Судья решил: чтоб не было разврата,
Жените молодца, хоть девка виновата.
Судья может судить справедливо, только зная факты и опираясь на закон. Это относится и к науке. Опыт, взятый сам по себе, способен дать лишь очень мало или даже ничего. Для того чтобы правильно поставить опыт и понять его результаты, необходимы правильные законы, правильная теория.
Но как опознать правильные законы в науке, какую теорию следует считать истиной? Ясно, что при этом нельзя просто ссылаться на опыт. Иначе получается порочный круг. Иван кивает на Петра, а Петр кивает на Ивана.

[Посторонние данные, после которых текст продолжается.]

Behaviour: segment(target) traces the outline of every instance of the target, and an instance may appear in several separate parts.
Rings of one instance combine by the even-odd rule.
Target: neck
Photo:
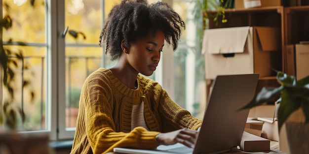
[[[118,80],[127,87],[132,89],[136,89],[137,85],[136,84],[136,79],[138,72],[133,68],[130,65],[125,64],[123,62],[118,60],[116,64],[109,69]]]

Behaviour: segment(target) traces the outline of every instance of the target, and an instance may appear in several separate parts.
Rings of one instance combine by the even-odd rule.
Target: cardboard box
[[[281,32],[269,27],[205,30],[202,51],[206,79],[218,75],[259,73],[275,75],[280,70]]]
[[[296,79],[299,80],[309,75],[309,44],[295,45]]]
[[[235,0],[235,8],[248,8],[262,5],[260,0]]]
[[[261,136],[263,122],[253,120],[247,120],[244,131],[250,134]]]
[[[240,150],[245,152],[269,151],[270,141],[245,131],[241,138],[240,147]]]
[[[295,46],[294,44],[286,45],[284,54],[284,72],[288,75],[296,76]]]
[[[235,8],[249,8],[256,7],[282,5],[281,0],[235,0]]]
[[[279,141],[278,121],[273,121],[273,118],[259,117],[258,120],[264,122],[261,137],[272,141]]]
[[[258,117],[274,117],[275,110],[275,105],[262,105],[251,108],[248,117],[251,119],[257,119]]]

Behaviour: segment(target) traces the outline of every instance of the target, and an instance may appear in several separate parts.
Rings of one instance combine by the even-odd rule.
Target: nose
[[[154,52],[154,56],[153,56],[153,61],[159,62],[160,61],[160,57],[161,57],[161,52]]]

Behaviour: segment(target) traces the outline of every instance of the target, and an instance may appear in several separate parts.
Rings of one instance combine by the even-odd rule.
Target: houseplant
[[[240,109],[262,105],[276,96],[277,100],[278,129],[280,133],[285,124],[291,154],[309,153],[309,76],[298,81],[293,76],[277,72],[281,86],[264,87],[246,106]],[[306,135],[307,134],[307,135]]]

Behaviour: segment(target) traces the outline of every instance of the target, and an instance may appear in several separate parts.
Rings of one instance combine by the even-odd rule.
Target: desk
[[[279,143],[277,141],[270,141],[270,152],[243,152],[239,150],[236,152],[230,152],[225,153],[223,154],[288,154],[286,153],[279,152]],[[114,153],[109,153],[107,154],[116,154]]]

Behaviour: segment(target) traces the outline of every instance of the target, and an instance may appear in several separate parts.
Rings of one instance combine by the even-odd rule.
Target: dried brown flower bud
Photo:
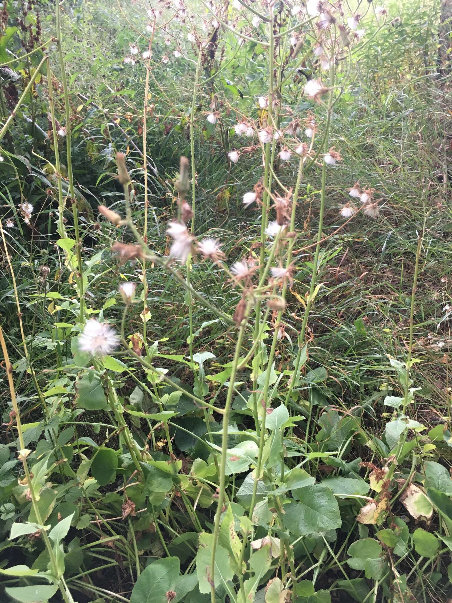
[[[125,165],[125,155],[123,153],[116,153],[116,162],[118,163],[118,175],[119,182],[123,186],[125,186],[130,182],[130,176],[127,171],[127,167]]]

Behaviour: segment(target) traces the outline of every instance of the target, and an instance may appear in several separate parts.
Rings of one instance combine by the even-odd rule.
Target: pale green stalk
[[[78,228],[78,210],[77,209],[75,192],[74,188],[74,178],[72,177],[72,160],[71,156],[71,105],[69,104],[69,95],[67,92],[67,81],[66,78],[64,68],[64,58],[63,55],[61,47],[61,14],[59,0],[55,0],[55,24],[57,33],[57,46],[60,57],[60,68],[61,72],[61,84],[64,95],[64,109],[66,110],[66,152],[67,163],[67,180],[69,185],[69,194],[71,195],[71,204],[72,206],[72,215],[74,216],[74,238],[75,239],[75,253],[77,257],[78,274],[76,275],[77,285],[78,286],[78,296],[80,302],[80,323],[84,321],[84,295],[83,291],[83,265],[81,260],[81,241]],[[52,85],[51,82],[49,86]]]
[[[218,485],[218,502],[215,513],[215,525],[213,529],[213,538],[212,540],[212,549],[210,554],[210,596],[212,603],[215,603],[215,556],[216,554],[216,546],[218,541],[218,536],[220,531],[220,518],[223,509],[223,502],[224,500],[224,490],[226,475],[226,457],[228,448],[228,428],[229,427],[229,415],[231,410],[231,403],[232,402],[232,396],[234,392],[234,382],[236,380],[236,374],[237,367],[239,364],[240,358],[240,352],[242,349],[242,342],[243,339],[245,329],[247,323],[247,317],[250,311],[251,303],[248,302],[246,309],[245,312],[245,318],[242,321],[242,324],[239,329],[236,344],[235,353],[234,354],[234,360],[233,361],[231,376],[229,377],[229,387],[228,393],[226,396],[226,402],[225,404],[223,414],[223,433],[221,440],[221,457],[220,463],[220,475],[219,483]]]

В науке, как и в юриспруденции, законы представляют собой сформулированные человеком и проверенные опытом человечества формулы. В юриспруденции — это словесные выражения объективно сложившихся человеческих отношений. Результат многовекового развития общества. В точных науках — это выраженные на языке математики объективные соотношения, присущие явлениям природы или возникающие в ситуациях, созданных человеком, в научных экспериментах. Только в этом смысле следует понимать известную фразу: законы природы создаются человеком. Человек формулирует их математическим языком, чтобы таким путем понять происходящее в природе.
И в юриспруденции, и в науке законы должны удовлетворять целому ряду логических требований. Вот важнейшие из них:
Непротиворечивость. Один закон не должен противоречить другому. Если два закона противоречивы, один из них должен быть отброшен. Или необходим третий закон, определяющий условия применения первых двух: в таких-то случаях применять первый, а в этих — второй.

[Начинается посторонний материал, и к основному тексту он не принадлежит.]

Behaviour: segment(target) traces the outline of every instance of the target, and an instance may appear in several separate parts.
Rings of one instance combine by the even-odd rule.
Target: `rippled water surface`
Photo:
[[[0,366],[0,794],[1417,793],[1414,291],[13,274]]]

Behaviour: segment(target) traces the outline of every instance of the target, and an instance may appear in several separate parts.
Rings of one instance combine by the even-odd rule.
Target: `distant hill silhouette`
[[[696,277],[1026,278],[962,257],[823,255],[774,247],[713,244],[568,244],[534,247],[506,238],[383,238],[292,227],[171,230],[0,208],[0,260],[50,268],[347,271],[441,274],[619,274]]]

Полнота. Все возможные ситуации должны попадать в сферу действия свода законов. Если свод законов полон, то любая возникшая, даже ранее не встречавшаяся, ситуация должна попасть в сферу его действия. Если хотя бы одна новая ситуация оказывается непредусмотренной, то свод законов не полон и нуждается в дополнении. Есть и менее важные требования, но и они существенны, например:
Простота. Желательно, чтобы количество отдельных законов было минимальным, а каждый из них охватывал много соответствующих ситуаций.
Однозначность и ясность. Необходимо, чтобы законы не допускали различных толкований и не требовали дополнительных разъяснений.

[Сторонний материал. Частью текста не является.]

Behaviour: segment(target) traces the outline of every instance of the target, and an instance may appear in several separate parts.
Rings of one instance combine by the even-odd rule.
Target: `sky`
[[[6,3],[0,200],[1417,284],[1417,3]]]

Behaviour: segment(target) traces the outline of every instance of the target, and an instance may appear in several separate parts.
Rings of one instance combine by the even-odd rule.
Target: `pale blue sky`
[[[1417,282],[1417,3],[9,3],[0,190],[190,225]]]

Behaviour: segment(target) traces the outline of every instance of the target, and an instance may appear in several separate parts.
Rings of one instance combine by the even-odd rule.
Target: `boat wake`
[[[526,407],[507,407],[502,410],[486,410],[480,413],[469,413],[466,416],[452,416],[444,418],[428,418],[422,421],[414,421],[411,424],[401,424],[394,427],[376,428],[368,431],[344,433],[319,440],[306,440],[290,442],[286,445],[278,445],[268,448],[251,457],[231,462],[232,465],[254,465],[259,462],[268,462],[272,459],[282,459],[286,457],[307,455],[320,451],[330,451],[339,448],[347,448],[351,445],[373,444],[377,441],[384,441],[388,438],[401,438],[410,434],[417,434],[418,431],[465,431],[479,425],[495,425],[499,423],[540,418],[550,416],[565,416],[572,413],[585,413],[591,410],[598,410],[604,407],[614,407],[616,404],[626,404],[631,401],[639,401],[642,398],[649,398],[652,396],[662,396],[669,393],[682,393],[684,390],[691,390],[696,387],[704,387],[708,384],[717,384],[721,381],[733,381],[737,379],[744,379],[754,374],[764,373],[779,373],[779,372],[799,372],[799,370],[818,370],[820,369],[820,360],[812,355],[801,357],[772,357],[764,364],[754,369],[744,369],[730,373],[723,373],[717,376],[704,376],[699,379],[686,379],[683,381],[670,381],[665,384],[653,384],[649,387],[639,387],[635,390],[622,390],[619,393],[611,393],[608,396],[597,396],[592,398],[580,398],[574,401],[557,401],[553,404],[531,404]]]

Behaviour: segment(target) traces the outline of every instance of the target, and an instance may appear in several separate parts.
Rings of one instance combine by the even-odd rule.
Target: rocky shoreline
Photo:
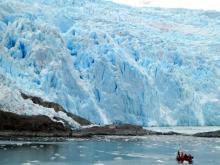
[[[30,98],[29,98],[30,99]],[[44,106],[53,107],[58,111],[65,110],[57,104],[43,102],[37,98],[31,98],[33,102]],[[66,112],[68,113],[68,112]],[[25,116],[0,110],[0,137],[64,137],[64,138],[91,138],[93,136],[149,136],[149,135],[184,135],[195,137],[220,137],[220,131],[196,133],[186,135],[176,132],[156,132],[144,129],[132,124],[120,125],[93,125],[90,121],[69,113],[69,116],[77,118],[81,124],[80,129],[72,129],[62,122],[53,121],[43,115]]]

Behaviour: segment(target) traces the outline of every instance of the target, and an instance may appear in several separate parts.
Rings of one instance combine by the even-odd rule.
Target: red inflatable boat
[[[177,156],[176,156],[176,160],[179,162],[179,163],[183,163],[184,161],[192,164],[193,162],[193,156],[190,155],[190,154],[186,154],[184,152],[180,152],[178,151],[177,152]]]

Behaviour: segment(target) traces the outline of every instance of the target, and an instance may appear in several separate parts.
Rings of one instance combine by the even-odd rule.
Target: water
[[[1,140],[0,164],[173,165],[179,144],[195,157],[194,164],[220,164],[220,139],[183,136]]]

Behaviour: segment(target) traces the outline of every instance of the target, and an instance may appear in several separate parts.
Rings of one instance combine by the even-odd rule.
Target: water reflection
[[[21,139],[22,140],[22,139]],[[195,157],[195,164],[219,164],[219,139],[182,136],[0,141],[0,164],[177,164],[178,147]]]

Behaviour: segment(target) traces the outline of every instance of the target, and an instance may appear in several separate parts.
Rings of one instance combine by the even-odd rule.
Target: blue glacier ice
[[[97,124],[220,125],[220,12],[0,0],[0,75]]]

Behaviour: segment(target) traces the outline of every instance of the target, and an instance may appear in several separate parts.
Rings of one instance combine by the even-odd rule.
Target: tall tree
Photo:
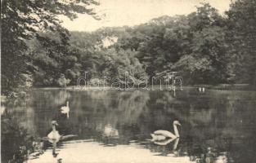
[[[227,39],[234,80],[256,86],[256,2],[237,0],[227,15]]]
[[[2,93],[10,95],[16,90],[25,82],[27,76],[25,74],[29,73],[28,67],[33,65],[33,61],[26,55],[25,40],[45,29],[68,35],[68,31],[61,25],[59,15],[65,15],[70,20],[75,19],[77,13],[95,16],[89,6],[97,4],[94,0],[70,0],[68,2],[64,0],[1,1]]]

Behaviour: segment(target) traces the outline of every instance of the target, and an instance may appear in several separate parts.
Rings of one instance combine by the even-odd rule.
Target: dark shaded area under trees
[[[235,1],[223,15],[204,3],[188,15],[93,33],[69,33],[57,15],[96,17],[86,7],[97,2],[2,2],[2,93],[10,95],[28,82],[75,85],[85,71],[91,78],[124,77],[126,71],[134,78],[177,71],[186,84],[256,86],[254,0]]]

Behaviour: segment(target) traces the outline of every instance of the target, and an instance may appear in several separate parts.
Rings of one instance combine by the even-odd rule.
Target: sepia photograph
[[[1,0],[2,163],[256,163],[255,0]]]

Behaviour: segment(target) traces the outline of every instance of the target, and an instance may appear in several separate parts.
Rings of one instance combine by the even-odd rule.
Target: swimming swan
[[[156,140],[164,140],[166,139],[177,139],[179,138],[180,135],[178,134],[178,130],[177,129],[177,126],[182,126],[178,121],[173,121],[173,129],[174,129],[174,134],[168,130],[156,130],[154,134],[150,134],[152,137],[152,141]]]
[[[52,130],[47,134],[48,140],[59,141],[61,138],[61,135],[59,134],[59,131],[56,130],[56,126],[58,126],[56,121],[52,121]]]
[[[70,106],[69,106],[69,101],[67,101],[66,106],[61,108],[61,112],[62,114],[67,114],[67,118],[70,117]]]

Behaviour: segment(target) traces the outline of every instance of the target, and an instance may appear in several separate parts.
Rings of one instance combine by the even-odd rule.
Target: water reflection
[[[69,119],[60,110],[67,101],[71,108]],[[254,91],[208,90],[200,94],[186,89],[176,92],[175,98],[169,91],[36,90],[27,100],[5,107],[34,137],[37,145],[29,153],[35,162],[53,158],[68,162],[70,154],[78,161],[95,156],[98,159],[95,162],[101,162],[93,152],[101,151],[98,155],[109,162],[113,162],[110,157],[115,157],[116,161],[127,159],[133,162],[155,159],[159,162],[240,163],[255,161],[255,106]],[[77,134],[74,139],[78,140],[67,139],[56,148],[38,141],[51,131],[52,120],[58,121],[60,134]],[[173,132],[170,121],[174,120],[182,124],[179,139],[150,141],[154,130]],[[16,134],[11,133],[12,137]],[[56,157],[52,156],[53,148],[58,153]],[[122,158],[122,155],[130,156]],[[132,155],[145,158],[131,160]]]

Законы науки и учет их следствий требуются для правильной постановки экспериментов и при обработке полученных результатов. Эксперименты необходимы для проверки правильности предсказаний, даваемых теорией. Ибо теория, лишь объясняющая известное, но не позволяющая продвинуться в неведомое, не делающая предсказаний, поддающихся проверке, не может претендовать на то, чтобы заменить ранее существовавшие теории. В этом проявляется диалектика познания: только совокупность опыта и теории составляет настоящую науку.
Мы знаем, что будет, если хотя бы один новый опыт противоречит теории, то есть противоречит огромной совокупности прежних опытов, из которых выросла эта теория. Речь идет, конечно, только о правильном опыте, об опыте, поставленном и обработанном без ошибок и, желательно, повторенном независимыми исследователями. Такой опыт не может отвергнуть результатов других столь же тщательно поставленных и обработанных опытов. Он является лишь сигналом о том, что теория не полна. Что она должна быть дополнена или переработана.
Но что будет, если внезапно обнаружится противоречие между двумя фундаментальными теориями? Общепризнанными теориями, относящимися к двум не связанным между собой областям науки и до того непринужденно объяснявшими огромное количество опытных данных.
Слон вышел на отмель, около которой плещется кит!
Великая древняя наука механика… Вместе с арифметикой и геометрией она пришла к нам из тьмы веков. Это не просто красивая метафора. Возраст «Механики» Аристотеля перевалил за двадцать веков. А еще четыре века назад она безраздельно властвовала в умах образованных людей и, несмотря на множество своих ошибок, служила фундаментом великолепных зданий и мостов, акведуков и прекрасных скульптур. Надежным фундаментом, ибо во всех подобных случаях достаточно законов статики, относящихся к условиям равновесия сил, действующих на неподвижные тела. Главные же ошибки «Механики» Аристотеля начинаются там, где он пытается объяснить процесс движения.